“This won’t work, warrior. You’ll have to tie me down, or I won’t be responsible for what happens if I go nuts in reaction.”
“No.”
“No?” She twisted her head around until she could just see him. “I wasn’t kidding. I’ve got some techniques so deeply ingrained that they’re automatic reflexes. And you’ve given me your right side. I can do serious damage from here to your liver and kidneys, and if I manage to turn over, I could well kill you.”
“You really think this is possible, woman?”
He was humoring her, she could tell, which only made her madder. “Of course it’s possible. I can take a lot of pain, but I’ve never been put through anything extreme, so I can’t know how I will react. Don’t be so farden arrogant in thinking I’m not dangerous when pushed, warrior. With the right provocation, anyone can be dangerous, but I’ve been trained to be especially so. I don’t want to end up killing you by accident, no matter how much the thought tempts me right now.”
“I appreciate your candor as well as your concern for my safety, but you will not be tested beyond the limits of your endurance. What you will do is remain still and quiet, and accepting of what you asked for. Is that understood?”
“You’re making it an order that I have to control myself?” she asked incredulously.
“I see you do understand,” he said gravely.
But Tedra could have sworn he was fighting to contain his own control-not to laugh. She turned back to face the table. The cooling food spread out there should have disintegrated, her look was so hot and murderous.
“Get on with it, damn you,” she snarled low.
“As you wish.”
His open hand came down of her bare bottom with that last word, and stayed there to await her reaction. That he was awaiting her reaction should have stirred her suspicions, and if not that, then the measly strength behind that first smack should have. It didn’t. She was just annoyed that it didn’t hurt, when what she still wanted was the pain that was going to permit her to hate him.
“Give me a break,” she said slowly and with thick scorn, trying to prod him to anger. “A mosquito bite carries more impact than that love tap. I thought this was to be a punishment, not an insult.”
“Is this better?”
The next blow was a little harder, but still nothing to blink at. Again his hand remained on her backside until she commented.
“Will you stop with the kid stuff and get serious?”
“As you wish.”
The next wallop had quite a sting, but wasn’t even close to drawing forth the tears.
“Why don’t you try your right hand?” Tedra suggested dryly. “You’re obviously lacking strength in the left.”
“As you wish.”
She gritted her teeth now, expecting quite a difference, but all she got was another sting identical to the last.
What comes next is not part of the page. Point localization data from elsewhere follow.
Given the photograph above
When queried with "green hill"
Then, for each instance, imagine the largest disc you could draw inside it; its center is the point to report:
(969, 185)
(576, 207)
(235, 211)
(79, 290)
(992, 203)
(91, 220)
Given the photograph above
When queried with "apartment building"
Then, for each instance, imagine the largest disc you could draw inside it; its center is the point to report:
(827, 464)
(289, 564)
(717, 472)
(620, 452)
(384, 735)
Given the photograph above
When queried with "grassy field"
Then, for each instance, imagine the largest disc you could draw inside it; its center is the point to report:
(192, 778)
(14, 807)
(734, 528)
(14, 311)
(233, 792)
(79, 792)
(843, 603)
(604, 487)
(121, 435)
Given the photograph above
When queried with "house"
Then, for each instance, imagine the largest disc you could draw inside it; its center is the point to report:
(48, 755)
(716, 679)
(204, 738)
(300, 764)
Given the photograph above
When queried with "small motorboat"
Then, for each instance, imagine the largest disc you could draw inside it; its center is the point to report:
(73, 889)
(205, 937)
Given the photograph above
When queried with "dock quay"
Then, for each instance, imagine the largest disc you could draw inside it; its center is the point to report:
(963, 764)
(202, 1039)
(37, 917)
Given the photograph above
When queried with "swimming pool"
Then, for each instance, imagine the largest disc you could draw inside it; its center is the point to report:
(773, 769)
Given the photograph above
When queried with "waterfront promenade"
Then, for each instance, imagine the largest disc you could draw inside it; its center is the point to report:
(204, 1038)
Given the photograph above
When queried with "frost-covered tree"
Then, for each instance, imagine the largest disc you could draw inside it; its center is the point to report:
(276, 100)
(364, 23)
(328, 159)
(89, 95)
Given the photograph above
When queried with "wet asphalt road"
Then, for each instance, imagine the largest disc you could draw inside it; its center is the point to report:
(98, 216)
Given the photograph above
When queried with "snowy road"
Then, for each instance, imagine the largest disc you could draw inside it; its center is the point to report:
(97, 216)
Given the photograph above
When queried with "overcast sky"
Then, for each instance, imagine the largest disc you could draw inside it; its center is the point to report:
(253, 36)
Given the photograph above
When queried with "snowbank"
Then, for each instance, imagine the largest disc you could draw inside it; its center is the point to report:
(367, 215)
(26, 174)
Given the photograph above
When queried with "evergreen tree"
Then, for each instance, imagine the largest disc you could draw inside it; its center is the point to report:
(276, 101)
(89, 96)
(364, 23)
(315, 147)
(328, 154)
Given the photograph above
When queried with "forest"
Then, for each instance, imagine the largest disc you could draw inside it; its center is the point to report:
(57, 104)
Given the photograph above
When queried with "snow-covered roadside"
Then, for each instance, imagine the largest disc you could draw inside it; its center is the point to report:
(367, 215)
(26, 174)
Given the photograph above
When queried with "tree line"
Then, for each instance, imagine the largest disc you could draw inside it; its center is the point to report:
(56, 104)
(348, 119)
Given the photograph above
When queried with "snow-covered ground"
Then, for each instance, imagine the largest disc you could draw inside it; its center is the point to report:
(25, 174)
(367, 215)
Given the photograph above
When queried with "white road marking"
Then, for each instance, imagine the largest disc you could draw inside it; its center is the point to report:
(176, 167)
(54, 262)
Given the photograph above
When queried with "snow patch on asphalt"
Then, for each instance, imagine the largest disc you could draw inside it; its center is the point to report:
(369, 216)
Now both his hands rested on her only slightly warmed bottom, again awaiting her reaction. That reaction was quick and furious, and with no hand pressing her down, she twisted half around to give it to him full blast.
“Just what the hell do you think you’re doing? I dust my bracs off harder than that!”
“When you have had enough, woman, you need only say so, since this was your idea, not mine.”
“What?!”
“You asked to be beaten,” he reminded her and could no longer keep from grinning. “I thought it a strange request, but since your punishment was not to begin until after I had finished eating, I decided to grant your wish.”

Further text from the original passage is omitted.